Maar ik blijf er blij om wat de Russische acteur me heeft getoond. Helderheid, instrumentaliteit, levenslust, tekenbeheersing, ensemble, diepte, inten- | |
| |
siteit. Zij leren het vak op 18 theaterscholen, waarvan 5 Russischtalige. Twee daarvan, de beroemdste, werken te Moskou: de Nemirovitsj-Dantsjenko-Studio (bij het Kunsttheater) en de Sjtsjoekin-school (bij het Wakhtangowtheater). Nemirovitsj krijgt 2000 tot 2700 kandidaten per jaar en aanvaardt er daarvan hoogstens 25, Sjtsjoekin verwerkt er ook 2000 en houdt er 30 over. De meisjes kandideren in groter aantal, maar de jongens worden aanvaard met een overwicht van 3 op 2. De opleiding duurt 4 jaar, à 6 dagen per week, van 9 uur in de morgen tot 11 uur in de nacht. Een commissie van het ministerie examineert en een andere commissie distribueert de geslaagden; iedereen wil Moskou of Leningrad (iedere diplomahouder heeft gegarandeerd een betrekking) en doorgaans is de toegewezen plaats er een voor het leven, zodat mutatie enkel middelmatige acteurs overkomt. Niemand is werkloos omdat de centrale planning nooit meer kandidaten laat beginnen dan over 4 jaar aan betrekking zal vrijkomen. Uiteraard zijn er ook minder goede acteurs te bespeuren, en goede en erg goede. Ik zag er op deze vijf theateravonden van elk slag, maar minder goede in kleiner aantal dan te verwachten. De erg goede zijn niet beter dan hier maar er zijn er meer (de ervaring met De Meeuw is wel onthutsend). De goede domineren, niet als reuzen maar omdat ze zelfzeker en vakkundig tot prestaties komen. Helderheid in de demonstratie en intelligentie in de communicatie van spel en idee hebben me getroffen. Deze mensen weten pertinent wat ze bezig zijn te doen. Overgave is nog geen uitzondering maar regel. Maar ik moet blijven vragen of dit een resultaat is van het temperament of van de opleiding. Buitenlandse invloed heb ik niet kunnen opvangen. Bij navraag kennen ze Grotowski enkel bij naam; Artaud schijnen ze
helemaal niet te kennen en van Brecht verklaren ze wel zijn dramatiek te waarderen maar zijn theatertheorie af te wijzen.

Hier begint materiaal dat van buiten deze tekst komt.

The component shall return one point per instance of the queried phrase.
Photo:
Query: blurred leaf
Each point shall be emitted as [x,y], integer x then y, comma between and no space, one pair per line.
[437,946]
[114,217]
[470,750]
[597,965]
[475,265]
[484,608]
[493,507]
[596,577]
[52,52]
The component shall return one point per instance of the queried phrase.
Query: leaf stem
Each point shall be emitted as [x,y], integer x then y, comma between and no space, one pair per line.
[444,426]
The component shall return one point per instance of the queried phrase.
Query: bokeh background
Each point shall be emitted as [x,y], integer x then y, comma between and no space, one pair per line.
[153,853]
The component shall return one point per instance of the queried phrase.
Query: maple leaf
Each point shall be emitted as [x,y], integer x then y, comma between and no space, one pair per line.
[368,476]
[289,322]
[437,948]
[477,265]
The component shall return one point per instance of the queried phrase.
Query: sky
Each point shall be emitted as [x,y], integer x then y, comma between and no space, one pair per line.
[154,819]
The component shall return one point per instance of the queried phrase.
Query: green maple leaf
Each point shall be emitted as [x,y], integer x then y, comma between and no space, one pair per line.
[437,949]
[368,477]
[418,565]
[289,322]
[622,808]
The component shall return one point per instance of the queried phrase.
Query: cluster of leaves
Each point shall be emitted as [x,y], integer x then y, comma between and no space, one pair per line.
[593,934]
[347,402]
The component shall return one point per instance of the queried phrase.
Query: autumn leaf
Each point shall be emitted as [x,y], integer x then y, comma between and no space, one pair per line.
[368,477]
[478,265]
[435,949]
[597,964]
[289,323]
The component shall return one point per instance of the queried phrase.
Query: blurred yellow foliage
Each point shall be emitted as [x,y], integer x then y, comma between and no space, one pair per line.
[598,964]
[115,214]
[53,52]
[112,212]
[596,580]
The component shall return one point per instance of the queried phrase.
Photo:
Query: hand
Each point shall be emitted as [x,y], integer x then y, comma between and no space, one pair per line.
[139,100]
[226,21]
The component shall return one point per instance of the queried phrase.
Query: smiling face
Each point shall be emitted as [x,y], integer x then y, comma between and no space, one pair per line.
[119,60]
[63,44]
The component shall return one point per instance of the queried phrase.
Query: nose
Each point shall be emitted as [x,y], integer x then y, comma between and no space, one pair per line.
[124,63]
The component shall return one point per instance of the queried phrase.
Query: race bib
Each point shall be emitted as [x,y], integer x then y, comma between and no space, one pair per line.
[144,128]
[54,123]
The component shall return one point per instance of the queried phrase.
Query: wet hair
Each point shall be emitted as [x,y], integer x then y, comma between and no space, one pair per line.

Zonder argumenteren; ze gaan er gewoon niet op in. Het is een efficiënte discussie, maar nogal eenzijdig. Ik vernam wel van een collega die verrassend genoeg naar een wijkcentrum (met amateurs onder leiding van een beroepsregisseur) werd meegenomen, dat daar hoogst merkwaardige dingen bleken te leven; hij noemde het resultaat een ideologische synthese van theatrale vormen waarin hij de code van het Bread and Puppet en van Living Theatre terugvond, getransponeerd naar een onmiskenbaar Russische temperamentaliteit. Hoe het ook zij, uit mijn kijkervaring staat vast dat de Stanislavskij-gebaseerde scholing niet in de weg staat van een moderne theatraliteit en dat die bepaald niet de collectivisering van het plankenwerk hindert. Mijn overtuiging: de theorie mag dogmatisch zijn gebleven, de praktijk is breeddenkend. Wat bij het publiek pakt, wordt een goede werkmethode. De mogelijkheid tot constructieve evolutie merk je langs alle kanten; het zal van regime-immanente factoren afhangen of ze zich kan doorzetten.